The Trans Mountain pipeline expansion is "simply too great a risk to our environment, our economy and thousands of existing jobs," B.C. environment minister George Heyman told reporters. Screencap from Global News

The British Columbia government is seeking intervenor status in an ongoing legal challenge to the federal government’s approval of Kinder Morgan Canada’s Trans Mountain pipeline expansion.

Provincial environment minister George Heyman told reporters on August 10 that the province has retained lawyer and former B.C. Supreme Court justice Thomas Berger as external counsel to the government.

Berger will offer advice on how to join the hearings, which are scheduled to begin in the Federal Court of Appeal this fall. The court will hear multiple lawsuits launched by First Nations and environmentalists that were combined into one case.

“We committed to use every tool available to defend B.C.’s coast in the threat of expanded tanker traffic,” Heyman said. “A sevenfold increase in tanker traffic in B.C.’s coastal waters is simply too great a risk to our environment, our economy and thousands of existing jobs.”

Following the announcement, Kinder Morgan issued a news release saying it would begin construction in September – which it is able to do in Alberta, and on its own property.

“We are committed to working with the province and permitting authorities in our ongoing process of seeing and obtaining necessary permits and permissions,” Kinder Morgan president Ian Anderson said in the release.

Both the B.C. NDP and Green parties, which agreed to co-operate to lead a minority government, voiced their opposition to the pipeline’s expansion during the provincial election earlier this year.
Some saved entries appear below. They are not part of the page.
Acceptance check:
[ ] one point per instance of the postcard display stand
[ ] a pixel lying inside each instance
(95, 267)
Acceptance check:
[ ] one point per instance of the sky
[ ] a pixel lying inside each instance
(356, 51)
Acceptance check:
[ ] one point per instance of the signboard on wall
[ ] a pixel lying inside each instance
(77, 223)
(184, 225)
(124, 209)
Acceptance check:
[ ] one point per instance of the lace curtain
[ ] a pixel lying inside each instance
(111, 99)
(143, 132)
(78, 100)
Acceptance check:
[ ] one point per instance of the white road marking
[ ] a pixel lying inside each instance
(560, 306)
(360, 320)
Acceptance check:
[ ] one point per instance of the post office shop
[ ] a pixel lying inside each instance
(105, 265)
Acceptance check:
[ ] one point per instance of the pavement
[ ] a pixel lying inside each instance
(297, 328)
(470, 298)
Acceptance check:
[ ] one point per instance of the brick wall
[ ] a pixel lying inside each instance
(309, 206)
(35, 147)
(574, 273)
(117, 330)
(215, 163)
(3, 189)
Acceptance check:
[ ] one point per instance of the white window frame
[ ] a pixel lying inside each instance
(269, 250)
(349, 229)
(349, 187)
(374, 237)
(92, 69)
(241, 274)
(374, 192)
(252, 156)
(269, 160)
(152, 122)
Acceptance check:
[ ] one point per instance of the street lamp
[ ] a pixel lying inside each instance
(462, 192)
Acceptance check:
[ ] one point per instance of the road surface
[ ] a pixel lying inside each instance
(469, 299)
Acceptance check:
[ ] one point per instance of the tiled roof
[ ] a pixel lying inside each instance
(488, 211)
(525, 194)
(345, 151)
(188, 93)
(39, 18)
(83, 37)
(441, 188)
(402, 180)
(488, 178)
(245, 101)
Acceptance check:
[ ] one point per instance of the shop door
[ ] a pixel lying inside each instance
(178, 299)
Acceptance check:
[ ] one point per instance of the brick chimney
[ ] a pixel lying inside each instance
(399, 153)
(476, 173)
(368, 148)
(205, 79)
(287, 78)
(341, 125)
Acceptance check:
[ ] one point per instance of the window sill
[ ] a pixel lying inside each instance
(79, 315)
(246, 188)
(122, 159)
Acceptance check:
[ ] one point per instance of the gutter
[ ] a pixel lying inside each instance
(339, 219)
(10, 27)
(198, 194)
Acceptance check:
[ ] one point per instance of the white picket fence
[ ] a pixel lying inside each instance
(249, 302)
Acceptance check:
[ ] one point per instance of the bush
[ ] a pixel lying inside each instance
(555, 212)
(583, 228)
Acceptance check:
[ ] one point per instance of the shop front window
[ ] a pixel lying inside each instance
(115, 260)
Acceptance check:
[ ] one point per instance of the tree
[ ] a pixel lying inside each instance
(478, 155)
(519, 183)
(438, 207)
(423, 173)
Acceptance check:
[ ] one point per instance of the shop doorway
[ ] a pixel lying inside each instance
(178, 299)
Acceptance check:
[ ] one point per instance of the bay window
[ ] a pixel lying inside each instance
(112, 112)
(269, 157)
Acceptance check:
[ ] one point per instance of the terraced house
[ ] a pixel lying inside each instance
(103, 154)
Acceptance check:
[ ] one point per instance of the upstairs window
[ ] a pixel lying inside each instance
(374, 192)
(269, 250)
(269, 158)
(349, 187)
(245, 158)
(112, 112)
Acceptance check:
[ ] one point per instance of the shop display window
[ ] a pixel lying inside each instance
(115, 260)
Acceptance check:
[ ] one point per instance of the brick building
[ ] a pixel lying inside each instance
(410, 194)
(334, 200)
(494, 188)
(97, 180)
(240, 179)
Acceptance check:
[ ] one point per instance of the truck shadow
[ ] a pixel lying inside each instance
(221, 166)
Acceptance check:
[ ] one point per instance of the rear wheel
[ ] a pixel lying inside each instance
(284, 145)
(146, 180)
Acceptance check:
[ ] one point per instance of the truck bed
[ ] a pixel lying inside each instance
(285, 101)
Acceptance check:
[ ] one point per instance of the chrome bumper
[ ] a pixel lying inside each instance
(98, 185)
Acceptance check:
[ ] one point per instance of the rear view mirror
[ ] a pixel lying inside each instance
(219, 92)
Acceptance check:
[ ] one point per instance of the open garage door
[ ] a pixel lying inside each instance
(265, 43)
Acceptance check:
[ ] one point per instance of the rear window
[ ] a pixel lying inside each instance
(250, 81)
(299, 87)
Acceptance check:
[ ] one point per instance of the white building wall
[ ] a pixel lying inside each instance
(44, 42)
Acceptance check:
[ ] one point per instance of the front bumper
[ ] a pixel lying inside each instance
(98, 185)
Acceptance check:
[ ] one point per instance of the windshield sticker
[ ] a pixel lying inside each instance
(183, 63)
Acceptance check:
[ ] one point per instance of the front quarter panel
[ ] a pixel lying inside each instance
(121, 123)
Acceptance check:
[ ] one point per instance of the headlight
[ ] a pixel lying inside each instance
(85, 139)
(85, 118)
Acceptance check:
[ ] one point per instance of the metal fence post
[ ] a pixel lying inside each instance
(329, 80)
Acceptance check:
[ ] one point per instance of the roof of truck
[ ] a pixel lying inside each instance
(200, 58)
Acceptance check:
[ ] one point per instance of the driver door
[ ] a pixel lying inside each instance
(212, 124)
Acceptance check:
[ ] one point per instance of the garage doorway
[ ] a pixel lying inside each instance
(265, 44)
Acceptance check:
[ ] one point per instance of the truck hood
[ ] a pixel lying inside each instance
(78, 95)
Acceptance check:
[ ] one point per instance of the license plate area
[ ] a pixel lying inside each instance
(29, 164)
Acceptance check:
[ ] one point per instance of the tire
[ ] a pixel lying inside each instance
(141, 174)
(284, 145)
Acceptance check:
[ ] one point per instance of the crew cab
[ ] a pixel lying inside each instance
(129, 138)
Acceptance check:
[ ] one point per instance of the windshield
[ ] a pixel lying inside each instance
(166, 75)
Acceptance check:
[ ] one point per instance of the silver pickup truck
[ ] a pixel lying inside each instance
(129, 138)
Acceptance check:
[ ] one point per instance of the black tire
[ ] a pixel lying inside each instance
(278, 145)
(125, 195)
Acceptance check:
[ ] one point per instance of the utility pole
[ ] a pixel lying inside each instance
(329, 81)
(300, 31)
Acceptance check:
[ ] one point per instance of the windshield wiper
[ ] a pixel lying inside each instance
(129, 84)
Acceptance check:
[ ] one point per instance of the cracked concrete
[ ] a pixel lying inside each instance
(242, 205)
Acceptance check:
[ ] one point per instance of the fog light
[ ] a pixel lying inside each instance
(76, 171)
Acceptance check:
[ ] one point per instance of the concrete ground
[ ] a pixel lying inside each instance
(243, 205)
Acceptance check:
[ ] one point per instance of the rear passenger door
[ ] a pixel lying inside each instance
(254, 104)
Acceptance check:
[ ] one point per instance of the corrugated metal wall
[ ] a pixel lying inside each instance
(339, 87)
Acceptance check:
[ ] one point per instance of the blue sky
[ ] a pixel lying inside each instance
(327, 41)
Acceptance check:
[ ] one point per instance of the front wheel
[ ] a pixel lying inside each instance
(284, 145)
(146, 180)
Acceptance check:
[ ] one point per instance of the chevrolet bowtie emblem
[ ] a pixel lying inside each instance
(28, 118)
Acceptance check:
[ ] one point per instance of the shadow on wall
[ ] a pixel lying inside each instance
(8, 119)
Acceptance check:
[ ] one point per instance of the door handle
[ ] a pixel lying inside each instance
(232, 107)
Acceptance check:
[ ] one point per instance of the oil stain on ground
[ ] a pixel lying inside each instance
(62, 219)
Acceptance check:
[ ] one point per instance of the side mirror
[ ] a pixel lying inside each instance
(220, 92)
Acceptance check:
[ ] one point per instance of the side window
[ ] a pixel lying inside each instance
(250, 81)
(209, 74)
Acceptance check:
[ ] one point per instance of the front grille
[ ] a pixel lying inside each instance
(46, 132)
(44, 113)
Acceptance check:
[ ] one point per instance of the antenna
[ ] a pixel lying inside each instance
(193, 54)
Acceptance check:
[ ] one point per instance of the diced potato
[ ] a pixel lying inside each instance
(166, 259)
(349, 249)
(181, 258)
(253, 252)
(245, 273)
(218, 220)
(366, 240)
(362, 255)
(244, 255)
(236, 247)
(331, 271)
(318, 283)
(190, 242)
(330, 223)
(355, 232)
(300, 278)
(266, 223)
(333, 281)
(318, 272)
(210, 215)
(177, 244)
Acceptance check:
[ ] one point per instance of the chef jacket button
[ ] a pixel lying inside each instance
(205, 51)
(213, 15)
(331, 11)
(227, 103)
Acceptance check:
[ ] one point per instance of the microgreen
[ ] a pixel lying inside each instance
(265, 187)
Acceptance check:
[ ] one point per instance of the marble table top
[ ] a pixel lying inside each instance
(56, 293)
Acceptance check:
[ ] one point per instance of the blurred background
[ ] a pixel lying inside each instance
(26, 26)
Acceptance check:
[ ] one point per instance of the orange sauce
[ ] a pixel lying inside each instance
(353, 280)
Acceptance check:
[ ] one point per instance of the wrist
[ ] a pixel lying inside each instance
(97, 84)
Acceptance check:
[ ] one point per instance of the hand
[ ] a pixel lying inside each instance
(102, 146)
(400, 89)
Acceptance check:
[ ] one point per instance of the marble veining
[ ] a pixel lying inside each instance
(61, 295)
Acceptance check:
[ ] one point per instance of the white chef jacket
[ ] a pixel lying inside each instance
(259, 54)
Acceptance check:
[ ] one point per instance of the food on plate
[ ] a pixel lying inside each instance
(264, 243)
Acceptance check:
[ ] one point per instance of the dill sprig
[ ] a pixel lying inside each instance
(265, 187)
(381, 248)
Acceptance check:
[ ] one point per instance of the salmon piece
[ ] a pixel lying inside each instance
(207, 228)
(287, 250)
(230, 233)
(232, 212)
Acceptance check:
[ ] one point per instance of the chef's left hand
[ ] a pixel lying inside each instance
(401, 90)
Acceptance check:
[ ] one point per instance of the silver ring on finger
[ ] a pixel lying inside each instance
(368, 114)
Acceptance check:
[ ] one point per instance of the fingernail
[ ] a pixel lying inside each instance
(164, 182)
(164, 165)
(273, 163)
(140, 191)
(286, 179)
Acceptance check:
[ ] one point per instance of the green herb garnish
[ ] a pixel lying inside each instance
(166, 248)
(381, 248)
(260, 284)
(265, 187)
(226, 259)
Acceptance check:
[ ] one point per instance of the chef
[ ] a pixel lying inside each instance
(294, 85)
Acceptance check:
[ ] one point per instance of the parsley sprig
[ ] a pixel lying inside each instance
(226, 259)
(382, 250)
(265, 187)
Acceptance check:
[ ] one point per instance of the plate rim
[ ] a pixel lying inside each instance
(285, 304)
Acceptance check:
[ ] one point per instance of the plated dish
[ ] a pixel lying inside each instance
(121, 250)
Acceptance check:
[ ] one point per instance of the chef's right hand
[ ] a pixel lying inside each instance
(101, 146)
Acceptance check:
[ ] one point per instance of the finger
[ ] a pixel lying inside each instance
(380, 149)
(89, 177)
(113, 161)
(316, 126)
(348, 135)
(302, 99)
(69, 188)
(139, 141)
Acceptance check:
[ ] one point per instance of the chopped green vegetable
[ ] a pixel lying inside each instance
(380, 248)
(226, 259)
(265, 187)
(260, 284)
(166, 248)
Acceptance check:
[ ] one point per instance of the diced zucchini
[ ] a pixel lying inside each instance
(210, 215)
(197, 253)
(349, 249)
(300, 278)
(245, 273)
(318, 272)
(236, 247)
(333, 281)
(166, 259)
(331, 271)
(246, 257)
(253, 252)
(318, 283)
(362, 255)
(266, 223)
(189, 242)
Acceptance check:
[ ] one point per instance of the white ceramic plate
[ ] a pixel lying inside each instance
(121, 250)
An agreement between the two parties, signed on May 29, pledged to “immediately employ every tool available to the new government to stop the expansion of the Kinder Morgan pipeline.”

But Attorney General David Eby, who was tasked by Premier John Horgan with determining options to halt Trans Mountain, told a Kamloops radio station in late July that the province will not delay permitting, as it would open up the risk of a lawsuit. “We must [stop the pipeline] within the laws of British Columbia and Canada, because if we don’t, we’ll be sued,” he told CHNL.

The $6.8-billion Trans Mountain expansion would increase the capacity of the current pipeline, which runs from Edmonton, Alberta to Burnaby, B.C., to 890,000 barrels per day, up from a current 300,000 barrels per day. Indigenous groups and environmentalists have opposed the project due to environmental and health risks, and lack of consultation with First Nations.